Moscow: The exiled financier who built Russia's only nationwide independent media group lost control of his empire on Friday, after being forced to sell shares to the state-dominated natural gas monopoly to cover his debts.Mr Vladimir Gusinsky had battled for months to retain his gripon his Media-Most group, which owns Russia's only nationwide independent television network, NTV, from what he has described as a Kremlin plot to stifle critics.
Natural gas behemoth Gazprom said that in exchange for writing off $211 million in debt, it had displaced Mr Gusinsky as the largest voting shareholder in NTV and won a blocking stake in Media-Most's other subsidiaries.
Both Gazprom and Media-Most said the deal was structured so no single shareholder would have control over NTV.
Gazprom Media Chief Alfred Kokh told a news conference the deal was a purely business transaction, but the long-running Media-Most debt saga has mushroomed into a row over free speech.

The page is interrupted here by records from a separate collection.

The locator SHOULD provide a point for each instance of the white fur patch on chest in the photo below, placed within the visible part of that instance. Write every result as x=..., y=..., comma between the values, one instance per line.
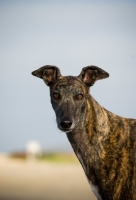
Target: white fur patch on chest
x=81, y=161
x=94, y=188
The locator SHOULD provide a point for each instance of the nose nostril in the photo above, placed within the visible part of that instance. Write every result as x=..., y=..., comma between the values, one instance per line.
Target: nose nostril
x=65, y=123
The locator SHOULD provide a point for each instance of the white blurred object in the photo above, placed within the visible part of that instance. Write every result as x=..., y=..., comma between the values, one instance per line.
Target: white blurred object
x=33, y=150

President Vladimir Putin won office in March vowing that "oligarchs," powerful businessmen who used their vast wealth to call favours under former President Boris Yeltsin, would disappear as a class under his rule.
Media barons cry foul
While it has been business as usual for many industrialists, media barons like Mr Gusinsky and Boris Berezovsky who have fallen out of favour with the Kremlin, have cried foul as federal prosecutors probed their businesses.
Both Mr Gusinsky and Mr Berezovsky have fled abroad and refused to return this week to answer prosecutors' questions, saying they feared arrest in fraud and asset-stripping cases.

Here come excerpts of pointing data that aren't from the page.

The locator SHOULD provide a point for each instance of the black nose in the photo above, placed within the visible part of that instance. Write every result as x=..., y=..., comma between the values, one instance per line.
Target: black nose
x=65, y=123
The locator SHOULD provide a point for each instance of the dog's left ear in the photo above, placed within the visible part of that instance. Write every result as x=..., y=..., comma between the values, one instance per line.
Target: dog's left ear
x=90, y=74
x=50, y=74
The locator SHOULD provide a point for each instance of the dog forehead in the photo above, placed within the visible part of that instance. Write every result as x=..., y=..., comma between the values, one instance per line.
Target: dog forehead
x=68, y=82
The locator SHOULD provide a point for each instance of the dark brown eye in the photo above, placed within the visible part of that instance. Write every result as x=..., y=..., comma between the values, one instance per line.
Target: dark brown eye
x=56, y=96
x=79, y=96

An arch Kremlin insider in the Yeltsin era, Mr Berezovsky has fallen out of favour with the new administration and used his broad media interests to launch an increasingly strident campaign against Putin.

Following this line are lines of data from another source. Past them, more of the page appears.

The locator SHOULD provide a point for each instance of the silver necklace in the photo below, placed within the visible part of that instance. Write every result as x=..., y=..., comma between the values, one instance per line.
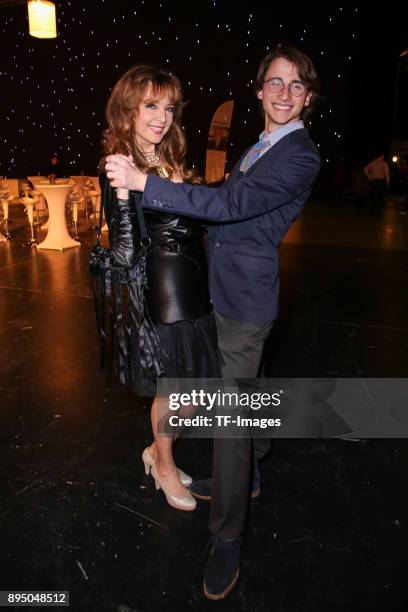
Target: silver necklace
x=152, y=158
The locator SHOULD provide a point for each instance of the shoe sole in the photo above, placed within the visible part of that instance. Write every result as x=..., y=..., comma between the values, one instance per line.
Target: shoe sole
x=228, y=590
x=254, y=494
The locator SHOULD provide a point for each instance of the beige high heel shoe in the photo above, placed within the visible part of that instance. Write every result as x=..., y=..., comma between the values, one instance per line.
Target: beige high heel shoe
x=148, y=461
x=185, y=502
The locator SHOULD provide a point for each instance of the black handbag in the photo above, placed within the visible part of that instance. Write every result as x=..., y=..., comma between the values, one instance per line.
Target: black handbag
x=121, y=313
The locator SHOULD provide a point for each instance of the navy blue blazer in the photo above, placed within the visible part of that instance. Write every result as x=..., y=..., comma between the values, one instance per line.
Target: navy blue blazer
x=251, y=212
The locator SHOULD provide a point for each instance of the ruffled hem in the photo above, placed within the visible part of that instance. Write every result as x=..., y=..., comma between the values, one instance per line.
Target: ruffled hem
x=188, y=351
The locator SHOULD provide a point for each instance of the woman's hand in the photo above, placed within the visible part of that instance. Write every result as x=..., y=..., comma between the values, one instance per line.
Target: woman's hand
x=122, y=172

Mr Berezovsky has accused Kremlin aides of threatening him with jail unless he relinquished a 49 percent stake he controls in ORT, the most-watched television station in Russia.
"I offered a concrete plan to save Russia, to set up a constructive Opposition. The authorities answered with the threat of arrest," Mr Berezovsky told a television talkshow on NTV via live satellite link from Washington.
Mr Putin returned to Russia on Friday from an Asian regional summit where he touted free-market reforms. In Siberia on Friday, he said he wanted to liberalise electricity prices.
Prosecutors added to Mr Gusinsky's woes on Friday, reopening a case against the millionaire former theatre manager that they had dropped in the summer after jailing him for three days.
Mr Gusinsky said the case was politically-motivated and aimed to force him to sign away his print and broadcast empire.
An earlier agreement he signed selling out to Gazprom was co-signed by Media Minister Mikhail Lesin, which Mr Gusinsky said proved that the Kremlin was using Media-Most's debt woes to force him to give up his company.
Lesin publicly rebuked
The row forced the Kremlin to deny any role and won Lesin a public dressing-down by Prime Minister Mikhail Kasyanov for getting the government embroiled in a commercial dispute.
Allegations of Kremlin dirty-tricks had persisted after Mr Kokh earlier this week unexpectedly pulled out of a similar deal that would have ended a Gazprom lawsuit against Media-Most. The fate of that court action remained unclear on Friday.
"We are trying to separate the two issues, the process which is being conducted by the general prosecutor against Mr Gusinsky, and the process of settling Media-Most's debt to Gazprom," Mr Kokh told reporters.
Mr Kokh said Gazprom would hold a total of 50 per cent plus one share of all Media-Most's companies except NTV, and 65 percent of the television station.
But that includes 19 per cent of NTV and 25 per cent of the other companies held as collateral for debt. Gazprom cannot vote those shares and would therefore not directly control the firms.
Mr Kokh said Gazprom and Media-Most would try to sell a 25 per cent blocking stake of NTV to a foreign investor through Germany's Deutsche Bank for at least $90 million.